On October 14, 2021, China Business News ran a feature on the second baby-boomer population. The article was based on an interview with Yuan Xin, professor at the School of Economics of Nankai University, Tianjin, China.
Since 1949, China has experienced three “baby boomer periods.” They were from 1950 to1958, 1962 to 1975, and 1981 to1997. Those born during the three “baby boomer periods” will enter their 60s in 2010 to 2018, 2022 to 2035, and 2041 to 2057. These periods will bring three “shock waves” to China’s economy.
Next year, China’s second baby-boomer population will officially become 60 years old.
Yuan said that at the end of the 21st century, the population of 60 and above will remain at 400 million and account for over 37 percent of the entire population in China.
Yuan said that, compared with other countries in the world, China’s elderly population has four unique characteristics.
One, China has a large number of older people who are 60 and above.
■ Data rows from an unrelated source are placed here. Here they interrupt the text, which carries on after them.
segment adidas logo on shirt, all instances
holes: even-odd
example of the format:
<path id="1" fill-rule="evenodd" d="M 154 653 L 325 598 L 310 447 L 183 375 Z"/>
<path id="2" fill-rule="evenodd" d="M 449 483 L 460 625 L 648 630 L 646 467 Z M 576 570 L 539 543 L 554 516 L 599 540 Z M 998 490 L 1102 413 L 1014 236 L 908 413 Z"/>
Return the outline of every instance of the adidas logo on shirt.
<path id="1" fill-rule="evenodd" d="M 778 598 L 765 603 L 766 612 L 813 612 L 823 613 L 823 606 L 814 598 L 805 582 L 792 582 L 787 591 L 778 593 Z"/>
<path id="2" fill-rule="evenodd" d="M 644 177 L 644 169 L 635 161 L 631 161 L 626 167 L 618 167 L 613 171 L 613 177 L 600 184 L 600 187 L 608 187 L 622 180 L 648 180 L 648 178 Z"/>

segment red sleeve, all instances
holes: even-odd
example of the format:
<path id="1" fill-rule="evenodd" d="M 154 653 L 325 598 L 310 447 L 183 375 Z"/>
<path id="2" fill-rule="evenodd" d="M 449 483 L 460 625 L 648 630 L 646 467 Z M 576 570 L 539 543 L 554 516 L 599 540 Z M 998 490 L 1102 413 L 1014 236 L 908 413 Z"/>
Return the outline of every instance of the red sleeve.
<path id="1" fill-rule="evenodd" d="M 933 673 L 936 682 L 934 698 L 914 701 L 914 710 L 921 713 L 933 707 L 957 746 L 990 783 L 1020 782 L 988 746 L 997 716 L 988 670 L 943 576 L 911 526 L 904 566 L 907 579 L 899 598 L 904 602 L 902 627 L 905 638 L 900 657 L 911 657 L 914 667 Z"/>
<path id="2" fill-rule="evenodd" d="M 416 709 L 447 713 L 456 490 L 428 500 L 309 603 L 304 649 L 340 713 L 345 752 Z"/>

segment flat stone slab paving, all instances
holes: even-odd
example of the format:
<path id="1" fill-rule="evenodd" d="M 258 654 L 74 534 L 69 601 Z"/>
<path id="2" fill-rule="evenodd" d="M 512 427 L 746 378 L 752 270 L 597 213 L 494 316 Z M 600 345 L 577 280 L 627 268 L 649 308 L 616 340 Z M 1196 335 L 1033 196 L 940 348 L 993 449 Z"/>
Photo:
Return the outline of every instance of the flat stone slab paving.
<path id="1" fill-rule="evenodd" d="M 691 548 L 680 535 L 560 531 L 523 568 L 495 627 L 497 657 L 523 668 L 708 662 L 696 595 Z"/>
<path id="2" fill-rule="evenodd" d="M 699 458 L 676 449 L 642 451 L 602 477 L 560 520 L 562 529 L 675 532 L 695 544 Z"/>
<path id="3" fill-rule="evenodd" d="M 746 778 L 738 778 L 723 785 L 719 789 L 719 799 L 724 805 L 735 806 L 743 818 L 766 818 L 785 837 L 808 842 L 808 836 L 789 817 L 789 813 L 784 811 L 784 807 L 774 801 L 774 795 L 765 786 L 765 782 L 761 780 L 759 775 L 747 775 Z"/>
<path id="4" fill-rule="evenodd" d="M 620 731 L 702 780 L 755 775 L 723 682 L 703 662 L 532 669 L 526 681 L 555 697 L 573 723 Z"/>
According to the United Nations (UN) “World Population Prospects 2019,” forecast data shows that in 2052, China’s population of people at age 60 and above will reach the peak of 490 million people. One out of every four older people in the world will live in China.
Two, China is aging at an unprecedented rapid speed. Yuan said that the average annual growth rate of China’s elderly population far exceeds the average annual growth rate of the total population. The rate of population aging in China is faster than in countries with more than 100 million people.
Three, China has a larger share of the population aged 60 and above in its total population. In 2000, ten percent of its total population were 60 and above (aging country). The 2020 national census shows that the figure has reached 18.7 percent. It will exceed 20 percent in 2025 (making China a deeply aging country) and 30 percent in 2041 (making it a severely aging country), according to the United Nations. This means that it will take China 25 years from 2000 to transition from an aging country to a deeply aging country in 2025. That is 45 to 50 years faster than the average of developed countries.
Further, it will take merely 16 years for China to transition from a deeply aging country in 2025 to a severely aging country in 2041, 14 years faster than the average of developed countries. In 2041, China will have one of the oldest populations in the world.
Four, China is a super-stable aging country. When the rapid aging process is over, China will be a super-stable aging country in the second half of the 21st century due to its large senior population. By then, the size of China’s elderly population will remain between 400 million and 480 million, which is between 35 percent and 38 percent of its total population.